In southwestern US forests, the combined impact of climate change and increased fuel loads due to more than a century of human‐caused fire exclusion is leading to larger and more severe wildfires. Restoring frequent fire to dry conifer forests can mitigate high‐severity fire risk, but the effects of these treatments on the vegetation composition and structure under projected climate change remain uncertain.
We used a forest landscape model to assess the impact of thinning and prescribed burns in dry conifer forests across an elevation gradient, encompassing low‐elevation pinyon‐juniper woodlands, mid‐elevation ponderosa pine and high‐elevation mixed‐conifer forests.
Our results demonstrated that the treatments decreased the probability of high‐severity fires by 42% in the study area. At low elevation, the treatments did not prevent loss in forest cover and biomass with decreases in Pinus edulis and Juniperus monosperma abundances. At mid‐elevation, changes in fire effects maintained a greater diversity of tree species by favouring the maintenance of cohorts of old trees, in particular Pinus ponderosa which accumulated 5.41 Mg ha−1 more above‐ground biomass than without treatments by late‐century. Treatments in dry conifer forests modified fire effects beyond the treated area, resulting in increased cover and biomass of old Picea englemannii and Abies lasiocarpa cohorts.

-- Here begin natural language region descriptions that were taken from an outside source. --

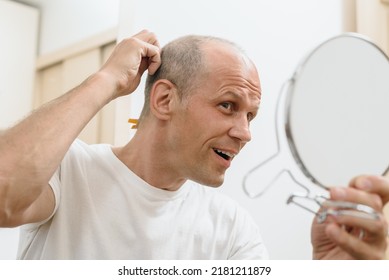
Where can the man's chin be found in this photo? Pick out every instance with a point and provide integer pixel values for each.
(215, 183)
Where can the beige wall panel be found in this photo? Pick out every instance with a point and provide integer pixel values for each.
(75, 70)
(49, 84)
(372, 21)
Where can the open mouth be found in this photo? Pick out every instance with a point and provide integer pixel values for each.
(224, 154)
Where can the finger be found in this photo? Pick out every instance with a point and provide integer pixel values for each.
(148, 37)
(357, 196)
(372, 184)
(154, 57)
(375, 229)
(352, 244)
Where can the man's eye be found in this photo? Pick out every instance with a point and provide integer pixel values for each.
(226, 105)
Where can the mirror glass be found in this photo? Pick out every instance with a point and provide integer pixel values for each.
(338, 111)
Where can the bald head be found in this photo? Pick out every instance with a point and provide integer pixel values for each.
(183, 62)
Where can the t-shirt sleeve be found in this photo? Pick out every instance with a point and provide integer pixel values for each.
(248, 243)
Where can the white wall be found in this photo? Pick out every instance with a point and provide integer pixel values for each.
(18, 37)
(276, 35)
(65, 22)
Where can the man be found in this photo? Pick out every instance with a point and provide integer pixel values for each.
(101, 202)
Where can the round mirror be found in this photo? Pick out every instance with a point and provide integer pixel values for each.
(338, 111)
(335, 113)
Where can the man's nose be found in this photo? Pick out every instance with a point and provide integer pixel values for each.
(241, 130)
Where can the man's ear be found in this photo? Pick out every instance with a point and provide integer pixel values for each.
(162, 94)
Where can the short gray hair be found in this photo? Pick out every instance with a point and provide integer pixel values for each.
(182, 63)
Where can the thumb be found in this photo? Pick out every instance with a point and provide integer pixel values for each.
(372, 184)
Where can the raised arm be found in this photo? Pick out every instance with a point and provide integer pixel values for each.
(31, 151)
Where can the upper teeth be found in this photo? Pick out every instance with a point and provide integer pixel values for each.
(225, 153)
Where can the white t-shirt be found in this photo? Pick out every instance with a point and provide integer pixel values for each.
(104, 211)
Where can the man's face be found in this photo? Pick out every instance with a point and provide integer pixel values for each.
(212, 126)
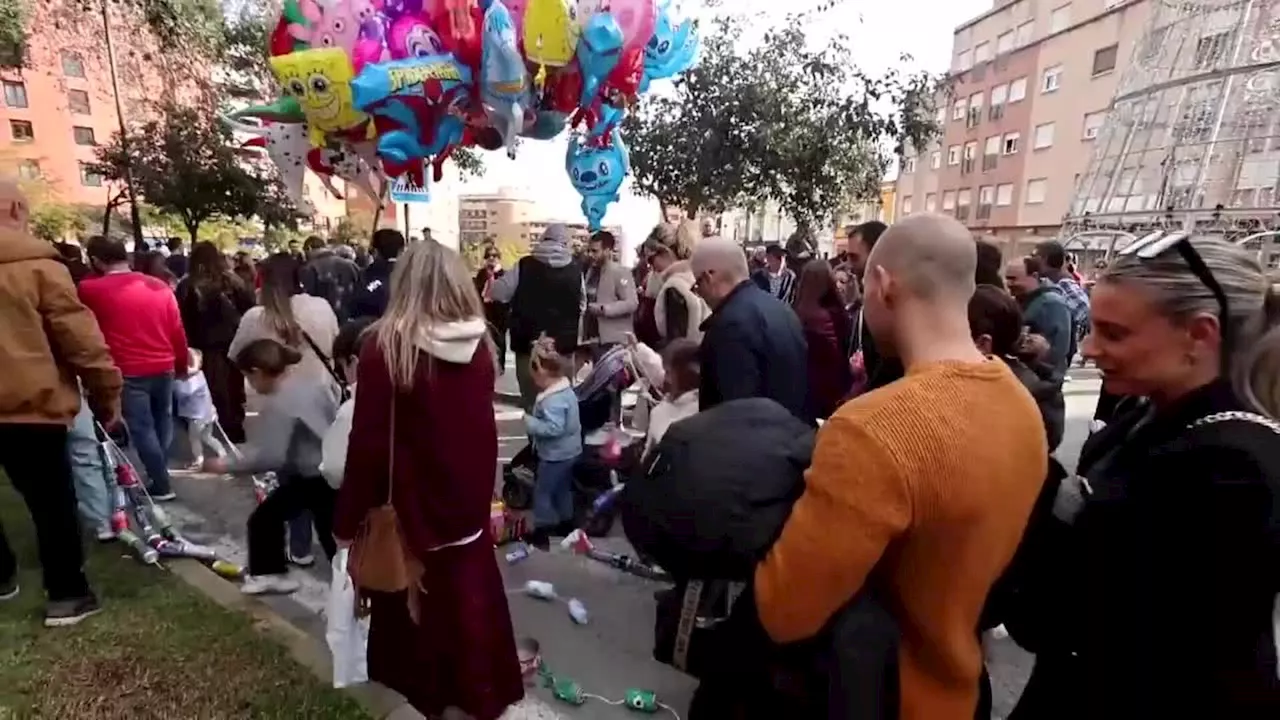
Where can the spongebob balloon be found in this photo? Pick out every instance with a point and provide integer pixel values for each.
(597, 173)
(503, 78)
(320, 82)
(672, 48)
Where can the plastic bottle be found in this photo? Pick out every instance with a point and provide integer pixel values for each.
(577, 611)
(540, 589)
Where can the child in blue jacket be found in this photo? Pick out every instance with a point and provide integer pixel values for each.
(557, 434)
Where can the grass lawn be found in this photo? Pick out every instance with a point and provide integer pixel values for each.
(159, 650)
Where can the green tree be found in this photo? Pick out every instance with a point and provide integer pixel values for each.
(776, 121)
(53, 222)
(183, 164)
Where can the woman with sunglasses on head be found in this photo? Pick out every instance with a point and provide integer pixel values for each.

Synthesis and applications: Our findings indicate that thinning and prescribed burning can enhance tree species diversity in dry conifer forests by protecting old cohorts from stand‐replacing fires. Moreover, our results suggest that treatments mainly implemented in dry pine forests with high risk of high‐severity fires can be beneficial for subalpine species conservation by reducing the chance that high‐severity fire at mid‐elevation is transmitted into high‐elevation forest.